The question is best dealt with in art. In George Orwell’s novel, ‘1984’, madness is the outcome of the kind of uniformity that is now emerging in mental health. The novel coined the terms Big Brother, the Ministry of Truth and the Thought Police. Orwell’s protagonist, Winston Smith, does not want to conform to the dictates of these agencies and tries to rebel. He is told: “You would not make the act of submission which is the price of sanity.” Winston’s way of avoiding madness is to fall asleep murmuring “sanity is not statistical,” a line that always makes me think of modern psychology. Big Brother argues that it is sane to keep meaninglessness at bay, but Winston wants the right to be unhappy, to know his unconscious.
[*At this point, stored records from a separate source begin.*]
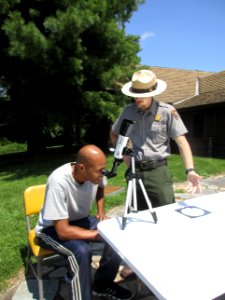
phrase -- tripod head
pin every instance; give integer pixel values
(121, 147)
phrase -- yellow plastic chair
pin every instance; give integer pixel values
(33, 201)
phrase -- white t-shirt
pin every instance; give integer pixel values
(65, 198)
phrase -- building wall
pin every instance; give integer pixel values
(206, 126)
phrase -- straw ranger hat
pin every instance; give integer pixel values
(144, 84)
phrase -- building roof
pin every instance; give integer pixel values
(211, 91)
(181, 84)
(213, 82)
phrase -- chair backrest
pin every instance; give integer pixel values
(34, 199)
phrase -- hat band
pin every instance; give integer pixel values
(140, 91)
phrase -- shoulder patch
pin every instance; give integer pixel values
(163, 104)
(175, 114)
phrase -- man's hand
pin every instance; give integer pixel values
(102, 217)
(194, 185)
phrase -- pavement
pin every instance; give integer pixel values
(26, 286)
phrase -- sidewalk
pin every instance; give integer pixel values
(26, 288)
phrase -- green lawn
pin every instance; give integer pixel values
(16, 176)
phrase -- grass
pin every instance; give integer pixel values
(16, 176)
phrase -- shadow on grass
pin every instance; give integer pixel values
(21, 165)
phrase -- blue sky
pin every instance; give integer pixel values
(181, 34)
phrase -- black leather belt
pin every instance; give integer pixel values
(149, 164)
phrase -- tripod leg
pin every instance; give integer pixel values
(154, 216)
(127, 203)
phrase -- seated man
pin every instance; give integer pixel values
(65, 226)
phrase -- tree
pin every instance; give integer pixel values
(62, 61)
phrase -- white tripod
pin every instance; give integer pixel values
(131, 197)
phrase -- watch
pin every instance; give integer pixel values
(189, 170)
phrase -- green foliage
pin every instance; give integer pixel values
(54, 56)
(16, 176)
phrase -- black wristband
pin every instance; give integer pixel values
(189, 170)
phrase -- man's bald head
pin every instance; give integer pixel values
(90, 154)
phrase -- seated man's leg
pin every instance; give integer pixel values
(78, 254)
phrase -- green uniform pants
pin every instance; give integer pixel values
(158, 185)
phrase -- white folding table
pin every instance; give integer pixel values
(182, 256)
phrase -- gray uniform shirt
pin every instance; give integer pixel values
(152, 130)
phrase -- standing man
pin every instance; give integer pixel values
(155, 124)
(65, 226)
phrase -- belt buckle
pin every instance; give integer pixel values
(144, 164)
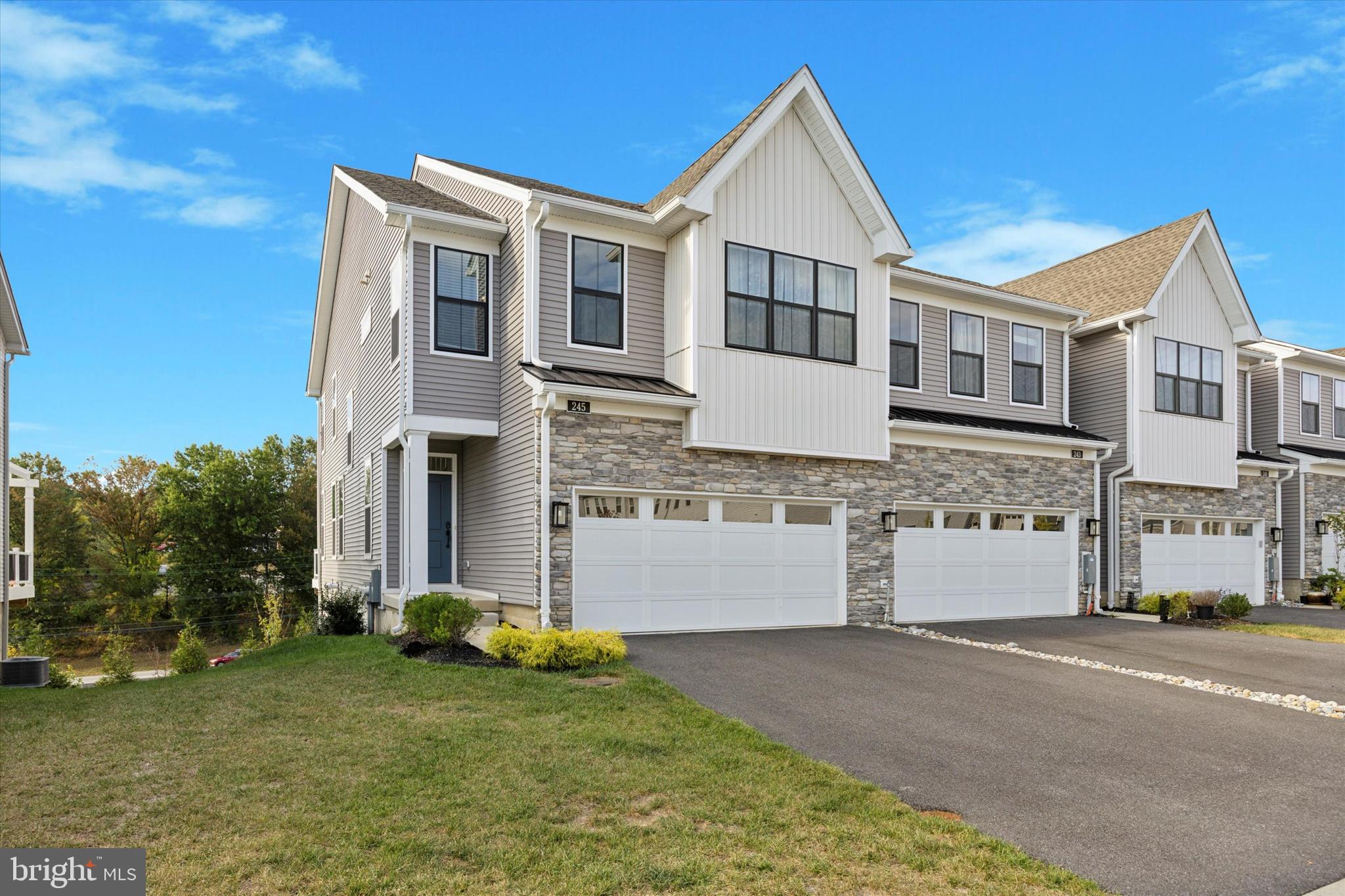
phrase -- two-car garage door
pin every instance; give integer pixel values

Nearly 25 years after 1984, this right is on the line and that is a madness of its own. I remember talking to a funeral director who told me that he wanted to employ a psychologist because so many of those attending his services were depressed. I was stunned. Had Freud’s distinction between mourning and melancholia disappeared as well? The craziness is also in the categories that now stand in for understanding mental states. There is a sense that, if only we can get our definitions right, then the mystery of the mind will be sorted. But the will to conclusive definitions, so clear in DSM, the bible of modern psychiatry and psychology, is at best a sign of doubt and at worst a sign of defeat. It is not just as the 17th century French writer, Blaise Pascal, said; men are so necessarily mad, that not to be mad would amount to another form of madness. It is that our complex mental lives are being reduced to formulas that can be assessed by questionnaire.
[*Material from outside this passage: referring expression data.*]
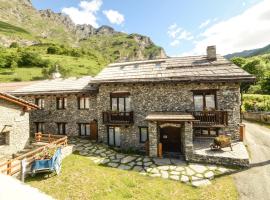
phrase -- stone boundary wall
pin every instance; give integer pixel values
(218, 160)
(257, 116)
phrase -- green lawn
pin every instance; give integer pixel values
(82, 179)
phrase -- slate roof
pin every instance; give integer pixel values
(17, 101)
(55, 86)
(7, 87)
(169, 116)
(191, 68)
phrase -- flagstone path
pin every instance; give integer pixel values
(174, 169)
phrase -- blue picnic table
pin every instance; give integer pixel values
(48, 165)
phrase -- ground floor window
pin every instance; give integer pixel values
(84, 129)
(143, 134)
(114, 136)
(61, 128)
(40, 127)
(205, 132)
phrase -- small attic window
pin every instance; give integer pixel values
(158, 65)
(136, 66)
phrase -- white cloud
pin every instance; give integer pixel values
(85, 13)
(204, 24)
(247, 30)
(114, 16)
(178, 34)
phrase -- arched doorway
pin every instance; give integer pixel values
(170, 137)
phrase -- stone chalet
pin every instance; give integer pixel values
(14, 124)
(138, 105)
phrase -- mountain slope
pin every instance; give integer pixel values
(41, 40)
(250, 53)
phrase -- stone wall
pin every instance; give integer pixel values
(18, 120)
(257, 116)
(146, 98)
(71, 115)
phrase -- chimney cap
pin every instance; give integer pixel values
(211, 52)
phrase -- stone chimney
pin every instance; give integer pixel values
(211, 53)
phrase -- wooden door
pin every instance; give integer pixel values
(93, 130)
(170, 137)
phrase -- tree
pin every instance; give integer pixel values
(238, 61)
(14, 45)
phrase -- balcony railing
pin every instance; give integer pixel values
(111, 117)
(210, 118)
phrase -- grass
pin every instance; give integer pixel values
(82, 179)
(20, 74)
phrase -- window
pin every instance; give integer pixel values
(83, 102)
(120, 102)
(84, 129)
(61, 103)
(114, 136)
(205, 132)
(143, 134)
(61, 128)
(39, 127)
(40, 102)
(204, 100)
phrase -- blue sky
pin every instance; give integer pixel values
(181, 27)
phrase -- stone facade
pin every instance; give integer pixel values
(17, 136)
(150, 97)
(145, 98)
(72, 115)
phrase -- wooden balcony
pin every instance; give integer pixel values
(210, 118)
(117, 118)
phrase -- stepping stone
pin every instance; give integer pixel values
(209, 175)
(175, 173)
(162, 161)
(198, 168)
(163, 167)
(200, 183)
(154, 171)
(175, 177)
(147, 164)
(195, 178)
(189, 172)
(114, 165)
(179, 169)
(164, 174)
(212, 167)
(119, 156)
(127, 159)
(184, 179)
(146, 160)
(223, 170)
(137, 168)
(139, 163)
(155, 175)
(131, 164)
(124, 167)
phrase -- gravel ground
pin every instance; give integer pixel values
(254, 183)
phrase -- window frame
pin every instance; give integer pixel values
(42, 104)
(64, 128)
(37, 127)
(85, 129)
(140, 131)
(208, 129)
(204, 93)
(80, 107)
(118, 96)
(108, 136)
(63, 103)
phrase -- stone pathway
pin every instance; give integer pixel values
(174, 169)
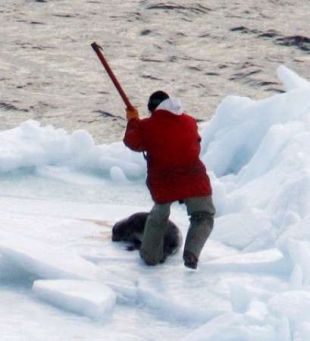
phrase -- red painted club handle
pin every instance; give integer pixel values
(109, 71)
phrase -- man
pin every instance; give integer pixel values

In this, psychoanalysis, from which modern psychology arose, is side-lined, which is a shame, because while Freud is best known for studying the mad, he was primarily interested in the mainstream, which is to say, the majority that are, to some extent or other, neurotic. This for Freud went beyond the frenetic emotionality now associated with the term. For him, it included being “petty, egoistic, dishonest, lacking independence, one whose sole aim has been to hide the weakness of his own nature.
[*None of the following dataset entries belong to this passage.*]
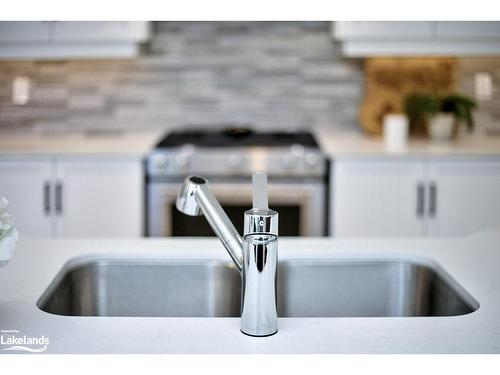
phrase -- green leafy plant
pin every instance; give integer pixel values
(419, 107)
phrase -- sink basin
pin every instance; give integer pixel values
(209, 288)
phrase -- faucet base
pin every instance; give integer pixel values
(270, 334)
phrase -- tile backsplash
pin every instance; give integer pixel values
(263, 74)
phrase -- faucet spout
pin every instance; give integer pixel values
(255, 255)
(195, 198)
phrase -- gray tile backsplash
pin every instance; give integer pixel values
(266, 74)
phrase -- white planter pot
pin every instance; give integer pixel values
(440, 127)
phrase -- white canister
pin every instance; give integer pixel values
(441, 126)
(395, 132)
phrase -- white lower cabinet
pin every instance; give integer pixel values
(75, 198)
(466, 197)
(397, 197)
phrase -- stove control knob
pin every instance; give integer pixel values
(160, 161)
(234, 162)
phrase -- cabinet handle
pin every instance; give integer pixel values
(59, 198)
(420, 199)
(46, 198)
(432, 199)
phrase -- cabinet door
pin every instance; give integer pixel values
(377, 198)
(467, 30)
(467, 197)
(380, 30)
(99, 198)
(27, 186)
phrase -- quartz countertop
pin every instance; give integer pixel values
(473, 261)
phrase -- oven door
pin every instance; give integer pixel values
(301, 206)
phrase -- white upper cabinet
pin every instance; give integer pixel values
(71, 40)
(413, 38)
(466, 197)
(27, 187)
(100, 31)
(412, 198)
(99, 199)
(382, 30)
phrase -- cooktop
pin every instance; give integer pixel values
(236, 137)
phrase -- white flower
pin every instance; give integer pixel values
(8, 234)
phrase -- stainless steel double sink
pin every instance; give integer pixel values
(209, 288)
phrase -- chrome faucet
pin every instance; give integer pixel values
(255, 254)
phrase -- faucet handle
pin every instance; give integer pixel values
(260, 218)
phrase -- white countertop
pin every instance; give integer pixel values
(333, 143)
(473, 261)
(137, 143)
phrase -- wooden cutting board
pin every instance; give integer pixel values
(389, 80)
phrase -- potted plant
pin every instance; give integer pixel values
(440, 114)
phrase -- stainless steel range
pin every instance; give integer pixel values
(297, 174)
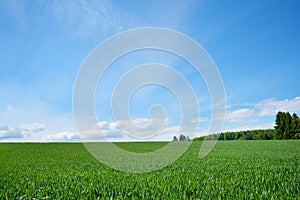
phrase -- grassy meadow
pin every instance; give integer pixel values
(233, 170)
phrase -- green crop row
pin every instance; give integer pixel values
(233, 170)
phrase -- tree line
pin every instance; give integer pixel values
(287, 126)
That the above descriptions of personality are no longer considered signs of illness or even aberrant tells you how far we have drifted. The last one – hiding weakness – could be thought of as avoiding one’s vulnerability, something Leunig has commented upon. He will do so again, publicly, on August 9 at an Australian Centre for Psychoanalysis conference on love. The conference, at Melbourne University’s Graduate Centre, will provide Leunig with a chance to talk purely personally about love as clear vision.